I second what Susanna said just above. I used to print the NYTXW with the ink saver feature but now all of the black squares disappear if I do so. That a bit too challenging! :-)
I agree with Rex. This puzzle was okay but not great. I fell on my sword at my last entry: MPg - gOBART

spacecraft 11:52 AM  

I agree that the clue for TENS was made-up. I'll play them against your AK any time.

This guy must go to some straaange parks. GOKARTS as a "ride?" LAZYRIVER as a "ride?" Possible, I guess, but I've been to some parks, both water and amusement, and those two are new to me.

There's much fuss about LTDAN, as well as the movie itself. Seems to me that how FG's friendship changed him (a wonderful performance by Gary Sinise, BTW) was the whole point of the film.

I resubmit the question: what does SPEEDTEST have to do with being well-connected? Inquiring minds want to know. Anyone?

This is one of those days when it would have been better not to read OFC. This puzzle is better than he says, for sure. It has end-week toughness, and not much fill detritus. Looking at you, SIDEA.

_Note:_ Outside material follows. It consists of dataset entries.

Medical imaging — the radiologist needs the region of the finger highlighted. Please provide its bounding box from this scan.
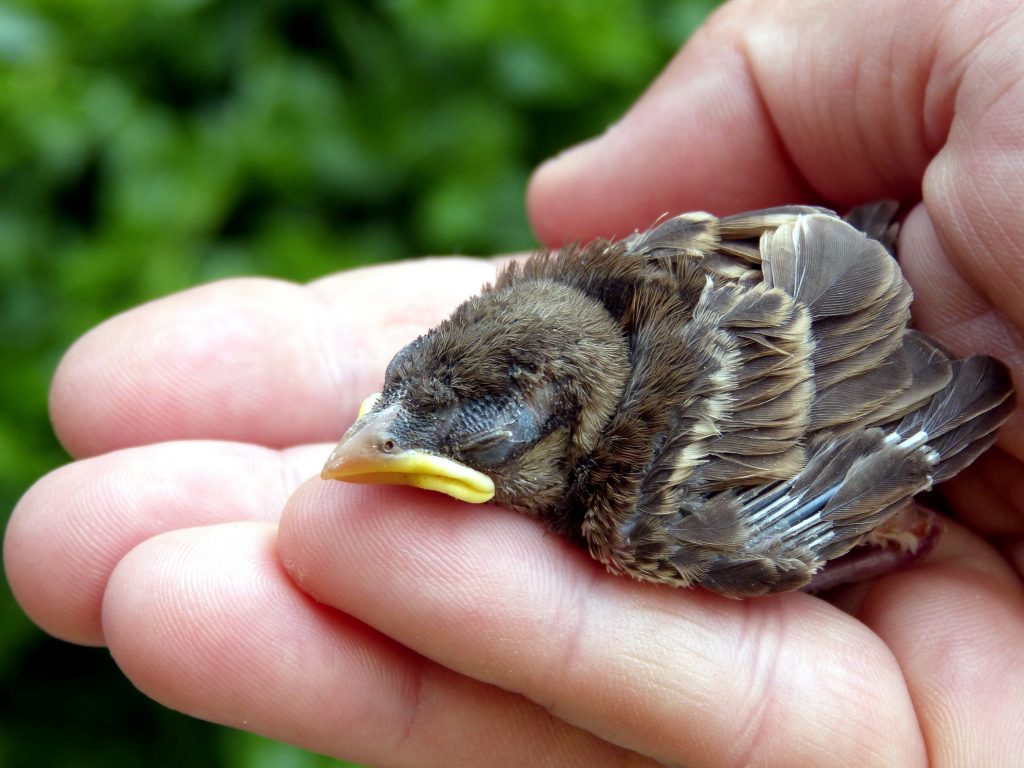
[103,523,640,768]
[50,259,494,456]
[941,450,1024,537]
[859,525,1024,767]
[280,481,925,766]
[4,441,329,645]
[528,0,950,242]
[900,201,1024,461]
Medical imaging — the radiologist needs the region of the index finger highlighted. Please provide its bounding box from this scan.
[50,258,495,457]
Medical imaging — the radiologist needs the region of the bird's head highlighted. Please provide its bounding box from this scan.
[322,281,628,515]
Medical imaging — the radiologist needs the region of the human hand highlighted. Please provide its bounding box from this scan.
[5,2,1024,766]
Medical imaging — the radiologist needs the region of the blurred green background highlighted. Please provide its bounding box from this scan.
[0,0,716,768]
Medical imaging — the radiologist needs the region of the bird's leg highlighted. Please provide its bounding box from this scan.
[804,505,942,593]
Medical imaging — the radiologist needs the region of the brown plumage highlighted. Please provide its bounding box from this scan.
[324,204,1014,597]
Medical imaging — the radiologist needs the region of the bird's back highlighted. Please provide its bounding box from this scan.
[499,204,1013,596]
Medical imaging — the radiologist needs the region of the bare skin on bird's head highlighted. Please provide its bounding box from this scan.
[323,204,1014,597]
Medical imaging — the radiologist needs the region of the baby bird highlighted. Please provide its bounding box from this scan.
[323,203,1014,597]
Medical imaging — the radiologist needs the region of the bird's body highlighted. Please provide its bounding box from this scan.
[324,205,1013,597]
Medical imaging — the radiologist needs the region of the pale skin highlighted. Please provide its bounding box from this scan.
[4,0,1024,768]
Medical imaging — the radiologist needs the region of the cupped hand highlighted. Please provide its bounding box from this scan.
[4,0,1024,767]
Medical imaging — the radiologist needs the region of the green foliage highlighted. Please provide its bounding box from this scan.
[0,0,715,768]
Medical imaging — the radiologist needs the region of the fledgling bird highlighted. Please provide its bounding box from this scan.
[323,203,1014,597]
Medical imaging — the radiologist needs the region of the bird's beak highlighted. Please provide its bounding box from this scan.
[321,394,495,504]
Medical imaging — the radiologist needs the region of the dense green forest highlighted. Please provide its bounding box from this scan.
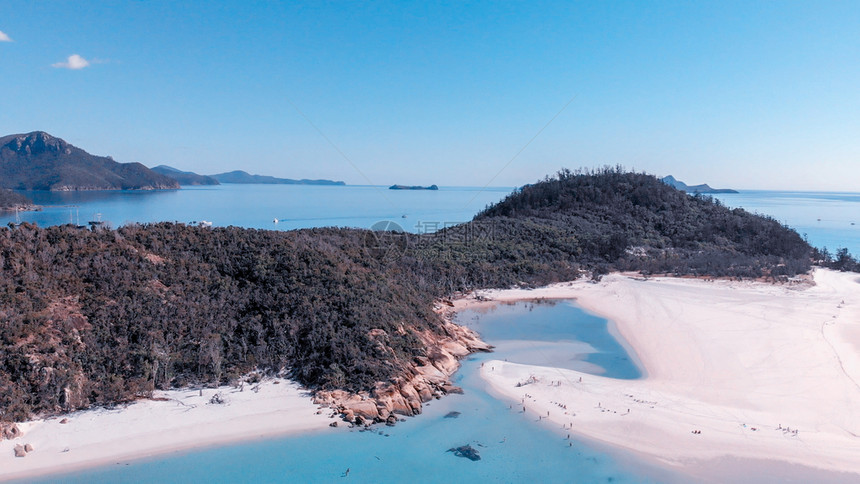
[0,169,856,421]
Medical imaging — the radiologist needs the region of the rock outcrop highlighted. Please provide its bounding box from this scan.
[0,423,24,440]
[314,314,492,424]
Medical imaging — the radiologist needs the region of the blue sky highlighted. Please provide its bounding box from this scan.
[0,0,860,191]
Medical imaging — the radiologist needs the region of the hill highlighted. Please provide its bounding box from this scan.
[660,175,738,194]
[0,188,38,211]
[212,170,346,185]
[0,131,179,191]
[155,165,220,186]
[0,169,820,421]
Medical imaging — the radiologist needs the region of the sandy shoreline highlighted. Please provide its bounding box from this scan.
[478,270,860,478]
[0,379,334,481]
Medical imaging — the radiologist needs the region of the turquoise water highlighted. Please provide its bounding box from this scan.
[715,190,860,256]
[0,184,511,232]
[28,302,682,483]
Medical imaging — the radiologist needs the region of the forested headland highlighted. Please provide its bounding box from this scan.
[0,169,857,421]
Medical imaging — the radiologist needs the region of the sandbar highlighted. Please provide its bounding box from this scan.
[478,269,860,480]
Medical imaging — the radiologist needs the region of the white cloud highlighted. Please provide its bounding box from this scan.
[51,54,90,69]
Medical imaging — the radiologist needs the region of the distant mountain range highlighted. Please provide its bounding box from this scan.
[207,170,346,186]
[388,185,439,190]
[0,131,346,192]
[0,131,179,191]
[660,175,738,194]
[151,165,220,185]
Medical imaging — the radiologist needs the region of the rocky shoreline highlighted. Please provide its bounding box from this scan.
[314,302,492,425]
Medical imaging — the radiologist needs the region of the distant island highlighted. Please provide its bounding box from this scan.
[660,175,738,195]
[155,165,221,186]
[388,185,439,190]
[0,131,179,191]
[211,170,346,186]
[0,169,832,432]
[0,188,41,212]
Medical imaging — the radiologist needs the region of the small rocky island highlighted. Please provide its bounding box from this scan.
[448,445,481,461]
[0,188,42,212]
[388,185,439,190]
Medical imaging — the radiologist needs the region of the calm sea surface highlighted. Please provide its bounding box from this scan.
[0,185,860,256]
[26,301,672,483]
[10,185,860,483]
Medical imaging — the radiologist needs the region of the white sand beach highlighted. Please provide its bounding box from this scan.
[474,270,860,480]
[0,379,333,480]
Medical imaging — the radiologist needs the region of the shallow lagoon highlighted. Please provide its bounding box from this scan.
[30,301,678,483]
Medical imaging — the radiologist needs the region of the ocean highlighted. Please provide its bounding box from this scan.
[6,185,860,483]
[0,185,860,256]
[25,301,672,484]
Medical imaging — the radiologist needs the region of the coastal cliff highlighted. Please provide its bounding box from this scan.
[314,313,492,425]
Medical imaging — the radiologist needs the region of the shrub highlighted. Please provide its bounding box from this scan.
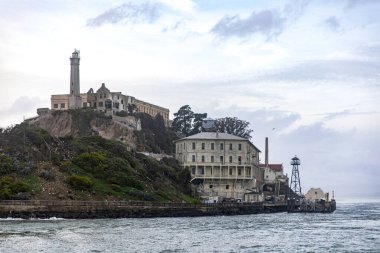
[0,155,13,175]
[68,175,93,190]
[9,181,30,194]
[0,177,30,199]
[72,152,106,171]
[39,170,55,181]
[0,188,12,199]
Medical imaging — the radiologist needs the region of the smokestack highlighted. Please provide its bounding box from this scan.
[265,137,269,167]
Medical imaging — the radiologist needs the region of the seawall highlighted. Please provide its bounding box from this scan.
[0,200,286,219]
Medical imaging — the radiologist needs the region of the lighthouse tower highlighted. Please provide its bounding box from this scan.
[290,156,302,197]
[69,49,82,109]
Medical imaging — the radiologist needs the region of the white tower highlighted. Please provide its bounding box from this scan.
[69,49,82,109]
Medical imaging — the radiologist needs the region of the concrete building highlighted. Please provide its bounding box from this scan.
[51,50,170,126]
[175,132,263,201]
[305,188,325,200]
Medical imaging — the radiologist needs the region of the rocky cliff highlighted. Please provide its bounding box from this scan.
[29,110,140,149]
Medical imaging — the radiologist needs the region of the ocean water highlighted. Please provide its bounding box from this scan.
[0,202,380,253]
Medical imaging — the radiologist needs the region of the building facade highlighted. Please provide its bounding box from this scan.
[51,50,170,126]
[175,132,263,201]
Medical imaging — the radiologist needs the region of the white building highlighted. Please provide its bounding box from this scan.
[51,50,170,126]
[175,132,264,201]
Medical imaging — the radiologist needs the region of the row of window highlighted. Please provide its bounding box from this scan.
[53,103,66,109]
[191,167,251,176]
[180,142,242,150]
[191,155,241,165]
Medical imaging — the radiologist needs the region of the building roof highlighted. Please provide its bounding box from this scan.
[259,163,284,172]
[96,83,110,93]
[176,132,261,152]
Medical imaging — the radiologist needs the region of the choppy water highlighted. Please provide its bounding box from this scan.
[0,203,380,253]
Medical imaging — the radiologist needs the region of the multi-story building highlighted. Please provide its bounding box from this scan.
[175,132,264,201]
[51,50,170,126]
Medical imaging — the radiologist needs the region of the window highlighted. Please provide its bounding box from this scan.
[104,99,112,109]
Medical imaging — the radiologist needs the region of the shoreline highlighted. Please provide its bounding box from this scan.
[0,200,287,219]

Why is it when I see MYLORD in print I want to stick a "SWEET" in there? I think Mr. Hawkins stuck the landing on this one; glad the TARMAC didn't ICEOVER. Birdie.

thefogman 12:17 PM  

To Spacey - The SPEEDTEST will-indicate if you are well-connected to the internet by showing if you have fast upload and/or download speeds after you run the test:

https://fast.com/

Unknown 12:35 PM  

GI doesn't stand for ground infantry...it stands for Government Issue

Burma Shave 12:42 PM  

FLEET SPEED

The STAR K.C. ROYAL thought he CRUSHEDIT,
MYLORD ALIVE, such HOT dispatch,
but IT DINT HAPPEN, ORE he rushed IT,
TOM had ROOM to make A NICECATCH.

--- AXEL HOBART

Anonymous 1:32 PM  

Artificially larded with pissers to go for Friday difficulty.

Diana, LIW 2:03 PM  

Got it all save the NW, where I had to look up two answers. As usual, didn't know some trivia!

But, that said, I enjoyed this Friday puzzler. Good for a morning's coffee treat.

Diana, Lady-in-Waiting, don't need a break room for coffee

leftcoaster 4:42 PM  

If I needed someone or something to blame for a DNF, it would be my impatient self first, and then some vague or otherwise elusive cluing.

As examples of the latter, I would point to “Experimented with” for DABBLED IN, “Maze runner” for MINOTAUR, “TNT, in poker slang” for TENS, and “One way to gauge how connected you are” for SPEED TEST.

“Oversized letter...” for DROP CAP is simply an unknown as far as I’m concerned.

MC 1:50 PM  

Minor quibble. Mylar isn't actually shiny. I think it's actually transparent unless something is added to color it. The shiny stuff on balloons is aluminum, which is a thin metal coating put on the mylar to make it not leak helium. without that, those balloons would go flat in a few hours like the non-metallic ones.

Vinniegret 4:33 PM  

I don't get these puzzles until a while after they are published, so my comment is moot. However, I can't believe no one commented about ankle biters. Ankle biters are annoying little DOGS, like TOY dogs, not TOTS, which are little humans.

Oh, and I liked Forrest Gump a lot. But I have a tender heart and I thought Tom Hanks' acting was masterful and moving. If you are not moved by "I'm not a smartman, Jenny, but I know what love is", you have a grinch sized heart.